By Rauline Ochs, CRN 3:00 PM EST Wed. Nov. 21, 2012

Will the insurance-agent model, pay-for-the-life-of-the-contract, or pay-only-the-first-year model win, over time, when it comes to incentivizing your sales teams around recurring revenue business?

Over the last three years, we have tracked solution providers as they changed the mix of on-premises resale business into the data-center and recurring-revenue offerings, both managed and cloud services. Next to staffing, sales representative compensation is one of the most pivotal issues in this business transformation. This is a topic of interest not only for the sales representatives but also for company management.

At a recent partner conference, the discussion turned to sales compensation. In response to my inquiry, partners volunteered three different models for treatment of sales compensation.
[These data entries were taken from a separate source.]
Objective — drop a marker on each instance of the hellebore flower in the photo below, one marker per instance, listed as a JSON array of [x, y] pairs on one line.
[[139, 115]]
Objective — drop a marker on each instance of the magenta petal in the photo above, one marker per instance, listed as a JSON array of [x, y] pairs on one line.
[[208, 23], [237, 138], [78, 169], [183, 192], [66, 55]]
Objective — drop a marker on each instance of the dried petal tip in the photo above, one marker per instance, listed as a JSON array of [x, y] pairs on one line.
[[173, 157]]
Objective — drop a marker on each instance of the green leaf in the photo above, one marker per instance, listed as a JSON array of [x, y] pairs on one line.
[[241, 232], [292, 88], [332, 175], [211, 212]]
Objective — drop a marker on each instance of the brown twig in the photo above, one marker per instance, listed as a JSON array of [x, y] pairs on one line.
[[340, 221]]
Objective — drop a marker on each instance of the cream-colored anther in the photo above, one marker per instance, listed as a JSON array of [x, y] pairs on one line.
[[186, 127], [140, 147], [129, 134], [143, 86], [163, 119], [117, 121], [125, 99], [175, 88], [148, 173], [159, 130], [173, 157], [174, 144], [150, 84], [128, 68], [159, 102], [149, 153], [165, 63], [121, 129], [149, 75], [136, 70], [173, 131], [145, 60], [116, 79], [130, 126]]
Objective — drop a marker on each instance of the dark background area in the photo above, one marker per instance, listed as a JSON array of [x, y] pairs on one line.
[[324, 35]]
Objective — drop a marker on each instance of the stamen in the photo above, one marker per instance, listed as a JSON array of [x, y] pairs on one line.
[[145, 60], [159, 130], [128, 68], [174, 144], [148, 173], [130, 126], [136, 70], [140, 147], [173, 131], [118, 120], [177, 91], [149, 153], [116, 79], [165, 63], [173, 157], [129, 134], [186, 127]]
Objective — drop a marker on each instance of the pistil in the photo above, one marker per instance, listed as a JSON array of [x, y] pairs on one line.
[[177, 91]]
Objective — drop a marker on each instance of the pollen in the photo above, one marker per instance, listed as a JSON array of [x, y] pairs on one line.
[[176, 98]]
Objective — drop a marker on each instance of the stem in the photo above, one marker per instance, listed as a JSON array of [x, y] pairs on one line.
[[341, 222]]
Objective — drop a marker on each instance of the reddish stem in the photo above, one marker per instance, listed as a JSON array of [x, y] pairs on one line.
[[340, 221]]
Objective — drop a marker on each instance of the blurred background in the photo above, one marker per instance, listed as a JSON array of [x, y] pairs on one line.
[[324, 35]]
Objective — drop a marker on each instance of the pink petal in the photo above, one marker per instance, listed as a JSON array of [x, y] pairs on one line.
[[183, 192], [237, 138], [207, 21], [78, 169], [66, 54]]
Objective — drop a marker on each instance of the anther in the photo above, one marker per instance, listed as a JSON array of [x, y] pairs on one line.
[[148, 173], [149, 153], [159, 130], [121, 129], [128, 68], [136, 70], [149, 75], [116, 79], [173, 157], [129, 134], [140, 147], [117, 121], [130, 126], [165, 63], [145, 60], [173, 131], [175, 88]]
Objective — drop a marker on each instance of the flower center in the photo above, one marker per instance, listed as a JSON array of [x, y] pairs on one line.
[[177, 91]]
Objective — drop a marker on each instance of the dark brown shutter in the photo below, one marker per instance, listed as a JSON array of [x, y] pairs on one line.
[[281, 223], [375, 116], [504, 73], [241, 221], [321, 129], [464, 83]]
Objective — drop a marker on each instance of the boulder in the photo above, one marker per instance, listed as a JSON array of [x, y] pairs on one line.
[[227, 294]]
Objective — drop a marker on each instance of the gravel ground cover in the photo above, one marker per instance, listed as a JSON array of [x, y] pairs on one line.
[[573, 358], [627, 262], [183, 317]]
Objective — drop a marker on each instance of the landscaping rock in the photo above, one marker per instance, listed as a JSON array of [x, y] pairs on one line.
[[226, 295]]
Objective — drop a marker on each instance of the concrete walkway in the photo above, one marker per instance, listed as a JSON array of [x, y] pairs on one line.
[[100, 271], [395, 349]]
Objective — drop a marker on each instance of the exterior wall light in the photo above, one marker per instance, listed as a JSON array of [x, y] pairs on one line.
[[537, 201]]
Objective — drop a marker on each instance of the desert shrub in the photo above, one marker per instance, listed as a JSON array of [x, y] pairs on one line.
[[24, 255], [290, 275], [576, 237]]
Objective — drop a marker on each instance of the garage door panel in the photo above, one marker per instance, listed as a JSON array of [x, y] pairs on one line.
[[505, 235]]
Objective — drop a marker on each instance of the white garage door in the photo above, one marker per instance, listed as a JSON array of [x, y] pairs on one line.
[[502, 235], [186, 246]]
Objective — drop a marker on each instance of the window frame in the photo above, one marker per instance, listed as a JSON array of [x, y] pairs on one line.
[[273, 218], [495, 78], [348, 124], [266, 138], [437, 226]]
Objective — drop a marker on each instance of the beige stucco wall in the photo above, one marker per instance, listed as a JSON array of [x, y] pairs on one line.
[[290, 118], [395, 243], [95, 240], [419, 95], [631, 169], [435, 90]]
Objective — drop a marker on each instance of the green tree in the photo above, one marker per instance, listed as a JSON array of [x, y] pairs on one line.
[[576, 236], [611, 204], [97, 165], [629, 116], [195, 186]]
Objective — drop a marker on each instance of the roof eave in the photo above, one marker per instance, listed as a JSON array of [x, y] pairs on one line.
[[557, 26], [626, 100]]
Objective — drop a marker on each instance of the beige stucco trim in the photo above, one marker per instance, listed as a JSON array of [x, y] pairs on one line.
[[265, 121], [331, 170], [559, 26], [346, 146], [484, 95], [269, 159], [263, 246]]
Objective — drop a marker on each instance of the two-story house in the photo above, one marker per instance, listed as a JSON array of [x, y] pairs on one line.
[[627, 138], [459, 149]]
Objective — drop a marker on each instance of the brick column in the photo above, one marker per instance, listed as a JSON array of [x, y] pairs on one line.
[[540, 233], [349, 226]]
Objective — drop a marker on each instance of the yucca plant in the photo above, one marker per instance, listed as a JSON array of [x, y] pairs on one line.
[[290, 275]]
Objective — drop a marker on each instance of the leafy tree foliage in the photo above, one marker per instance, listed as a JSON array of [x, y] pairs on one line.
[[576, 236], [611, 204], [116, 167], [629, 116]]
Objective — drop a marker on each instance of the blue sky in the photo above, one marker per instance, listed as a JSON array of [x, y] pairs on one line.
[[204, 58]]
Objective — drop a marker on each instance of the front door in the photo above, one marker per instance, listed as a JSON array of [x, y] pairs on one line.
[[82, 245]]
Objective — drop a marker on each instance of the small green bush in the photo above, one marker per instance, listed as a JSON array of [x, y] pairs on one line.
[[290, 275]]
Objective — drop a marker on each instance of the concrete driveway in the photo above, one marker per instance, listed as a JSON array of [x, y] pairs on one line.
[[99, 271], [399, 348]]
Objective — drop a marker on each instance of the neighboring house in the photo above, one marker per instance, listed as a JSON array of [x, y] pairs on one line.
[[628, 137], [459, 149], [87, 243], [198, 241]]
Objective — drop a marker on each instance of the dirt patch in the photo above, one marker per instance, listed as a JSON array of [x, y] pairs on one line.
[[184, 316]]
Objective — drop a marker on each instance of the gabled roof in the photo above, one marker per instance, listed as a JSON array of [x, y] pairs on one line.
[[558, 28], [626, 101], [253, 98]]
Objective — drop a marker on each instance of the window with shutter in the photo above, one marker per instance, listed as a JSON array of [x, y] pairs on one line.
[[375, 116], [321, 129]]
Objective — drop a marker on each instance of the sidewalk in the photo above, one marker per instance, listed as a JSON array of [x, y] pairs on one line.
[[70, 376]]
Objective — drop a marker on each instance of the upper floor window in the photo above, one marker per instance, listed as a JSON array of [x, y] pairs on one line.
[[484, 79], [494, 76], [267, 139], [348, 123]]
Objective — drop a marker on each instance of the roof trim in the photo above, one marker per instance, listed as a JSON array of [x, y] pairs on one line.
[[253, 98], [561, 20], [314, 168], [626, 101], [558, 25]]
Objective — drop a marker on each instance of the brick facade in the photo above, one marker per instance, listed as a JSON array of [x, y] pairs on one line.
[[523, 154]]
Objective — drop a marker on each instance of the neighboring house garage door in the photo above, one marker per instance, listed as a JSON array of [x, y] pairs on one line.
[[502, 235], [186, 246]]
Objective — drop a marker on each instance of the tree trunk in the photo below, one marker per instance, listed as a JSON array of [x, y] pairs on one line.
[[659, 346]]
The insurance-agent model was first mentioned in the treatment of compensation for recurring revenue services. In this model, sales reps are paid not only for the first year of the recurring revenue offering, but also for all subsequent years of the service sold, for the life of the contract. The objective is to maintain and manage the customer relationship, as well as the renewal, for the life of the customer relationship.

In the second model, the sales rep is paid for the first year of the recurring revenue contract. The subsequent year, commissions or service margins go to the "house" or are recognized at the solution provider company level, rather than the rep level. The objective is to avoid building a book of recurring revenue business that might foster dependence on the recurring book of business each year rather than on sales of new and expanded solutions to customers. The concern would be similar to that which arose when solution providers or sales reps learned to depend on recurring revenues coming from maintenance renewals, taking away from the emphasis on new technology sales.
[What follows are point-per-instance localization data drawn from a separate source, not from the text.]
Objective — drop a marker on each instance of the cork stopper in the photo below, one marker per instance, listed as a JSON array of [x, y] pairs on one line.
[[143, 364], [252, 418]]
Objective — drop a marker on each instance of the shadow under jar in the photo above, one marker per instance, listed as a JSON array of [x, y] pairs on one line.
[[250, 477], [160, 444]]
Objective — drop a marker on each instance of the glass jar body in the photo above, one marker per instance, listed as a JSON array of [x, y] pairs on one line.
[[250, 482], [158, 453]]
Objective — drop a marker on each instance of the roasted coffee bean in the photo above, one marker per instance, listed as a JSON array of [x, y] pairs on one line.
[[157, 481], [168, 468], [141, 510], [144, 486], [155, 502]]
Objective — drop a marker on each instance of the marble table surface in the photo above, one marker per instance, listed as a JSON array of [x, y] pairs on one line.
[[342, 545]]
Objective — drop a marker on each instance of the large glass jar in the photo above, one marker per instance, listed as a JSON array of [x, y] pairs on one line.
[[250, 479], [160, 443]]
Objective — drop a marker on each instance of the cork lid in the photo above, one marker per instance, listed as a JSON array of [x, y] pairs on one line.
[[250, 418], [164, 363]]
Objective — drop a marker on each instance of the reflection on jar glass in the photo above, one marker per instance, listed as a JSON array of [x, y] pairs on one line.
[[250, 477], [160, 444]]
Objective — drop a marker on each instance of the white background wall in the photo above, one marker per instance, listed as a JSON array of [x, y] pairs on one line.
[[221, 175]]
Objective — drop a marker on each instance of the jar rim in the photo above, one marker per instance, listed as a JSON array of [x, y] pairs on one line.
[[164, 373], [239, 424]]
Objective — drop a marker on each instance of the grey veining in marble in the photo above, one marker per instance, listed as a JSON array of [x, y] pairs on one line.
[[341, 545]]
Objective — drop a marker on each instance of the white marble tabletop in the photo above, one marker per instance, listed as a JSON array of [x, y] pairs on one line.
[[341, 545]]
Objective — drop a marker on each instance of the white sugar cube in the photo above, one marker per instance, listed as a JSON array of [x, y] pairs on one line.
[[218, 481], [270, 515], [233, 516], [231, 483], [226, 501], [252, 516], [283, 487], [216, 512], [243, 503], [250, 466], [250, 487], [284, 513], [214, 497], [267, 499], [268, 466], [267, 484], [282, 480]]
The third model increased first-year commissions, effectively incorporating a sales bonus into the first-year commission payment. Subsequent-year commissions are paid to the sales rep who sold the deal, at the actual, rather than inflated, rate for the balance of the life of the contract. The objective is to add an incentive to sell a lower total-cost-of-ownership solution to the customer, and to add that incentive up front.

In 2012, there is not yet an agreed-to industry standard for managed and cloud services recurring revenue treatment from a sales compensation perspective. Both vendors and solution providers are dealing with this topic, each solving the question in a way that works best with their current company culture.
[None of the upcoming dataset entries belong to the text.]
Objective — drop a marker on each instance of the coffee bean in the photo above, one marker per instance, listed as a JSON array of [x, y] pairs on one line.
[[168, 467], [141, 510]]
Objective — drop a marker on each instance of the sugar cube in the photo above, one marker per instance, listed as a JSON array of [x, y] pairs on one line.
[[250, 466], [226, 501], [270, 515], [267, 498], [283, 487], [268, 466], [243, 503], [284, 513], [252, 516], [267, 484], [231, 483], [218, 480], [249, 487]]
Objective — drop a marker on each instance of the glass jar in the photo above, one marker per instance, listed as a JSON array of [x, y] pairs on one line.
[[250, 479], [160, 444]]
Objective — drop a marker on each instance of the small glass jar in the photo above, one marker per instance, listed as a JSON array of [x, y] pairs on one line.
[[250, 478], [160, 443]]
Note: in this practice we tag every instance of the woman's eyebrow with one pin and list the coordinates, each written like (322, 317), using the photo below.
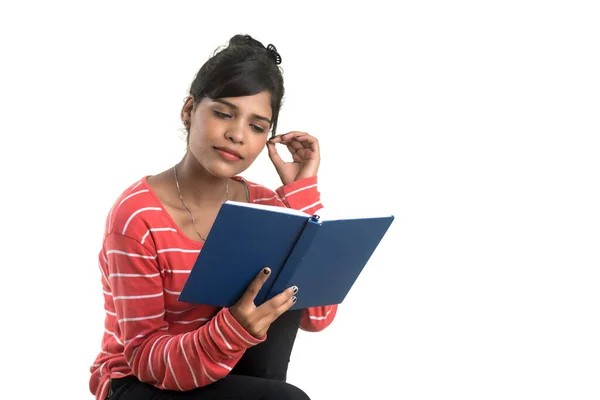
(233, 106)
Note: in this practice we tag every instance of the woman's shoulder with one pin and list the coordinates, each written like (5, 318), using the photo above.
(134, 210)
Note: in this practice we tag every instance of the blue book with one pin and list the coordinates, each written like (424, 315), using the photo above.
(322, 257)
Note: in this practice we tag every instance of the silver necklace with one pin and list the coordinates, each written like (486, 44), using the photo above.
(188, 210)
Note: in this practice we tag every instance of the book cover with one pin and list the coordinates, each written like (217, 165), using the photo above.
(322, 257)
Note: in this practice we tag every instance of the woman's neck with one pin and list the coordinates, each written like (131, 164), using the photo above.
(198, 187)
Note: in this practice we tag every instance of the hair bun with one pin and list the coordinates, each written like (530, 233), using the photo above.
(249, 41)
(272, 50)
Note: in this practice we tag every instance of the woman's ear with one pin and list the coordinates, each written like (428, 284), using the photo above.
(188, 107)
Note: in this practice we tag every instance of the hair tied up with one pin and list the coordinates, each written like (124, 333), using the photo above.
(272, 50)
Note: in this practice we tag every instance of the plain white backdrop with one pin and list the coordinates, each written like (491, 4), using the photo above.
(475, 123)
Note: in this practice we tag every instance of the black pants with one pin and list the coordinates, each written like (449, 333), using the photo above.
(259, 375)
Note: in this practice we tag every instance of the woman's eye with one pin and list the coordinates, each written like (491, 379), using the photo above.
(257, 128)
(221, 115)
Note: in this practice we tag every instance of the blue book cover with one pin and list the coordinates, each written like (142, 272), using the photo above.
(322, 257)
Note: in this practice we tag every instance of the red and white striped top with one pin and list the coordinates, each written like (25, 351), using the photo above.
(145, 260)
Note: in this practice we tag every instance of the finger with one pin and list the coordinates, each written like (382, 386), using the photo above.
(274, 156)
(255, 286)
(285, 306)
(281, 299)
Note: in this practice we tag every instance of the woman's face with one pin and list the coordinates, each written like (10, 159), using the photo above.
(226, 135)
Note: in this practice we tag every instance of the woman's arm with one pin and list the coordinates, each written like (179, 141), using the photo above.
(136, 309)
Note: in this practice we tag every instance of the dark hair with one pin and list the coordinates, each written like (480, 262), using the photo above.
(244, 68)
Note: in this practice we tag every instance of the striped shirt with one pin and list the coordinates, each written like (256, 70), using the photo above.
(144, 262)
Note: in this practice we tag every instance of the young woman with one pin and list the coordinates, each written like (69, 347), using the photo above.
(155, 347)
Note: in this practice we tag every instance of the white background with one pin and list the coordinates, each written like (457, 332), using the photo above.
(475, 123)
Service provider vendors, IT and carriers alike, are watching solution provider uptake of recurring services. As the service provider vendors refine the value propositions they make to you, they are watching your response to up-front or bonus-driven compensation.

In a 2012 IPED study specific to carrier services adoption by solution providers, solution providers indicate up-front commissions as a motivating factor for sales rep adoption of voice and data network services sales. I see one carrier service provider and a couple of IT service provider vendors paying up-front commissions or bonuses on recurring services. The question is whether more service providers will, over time, incorporate a greater use of up-front commissions or bonuses to capture the hearts and minds of IT sales reps.

I'm interested in hearing from you -- which model do you think will win over time?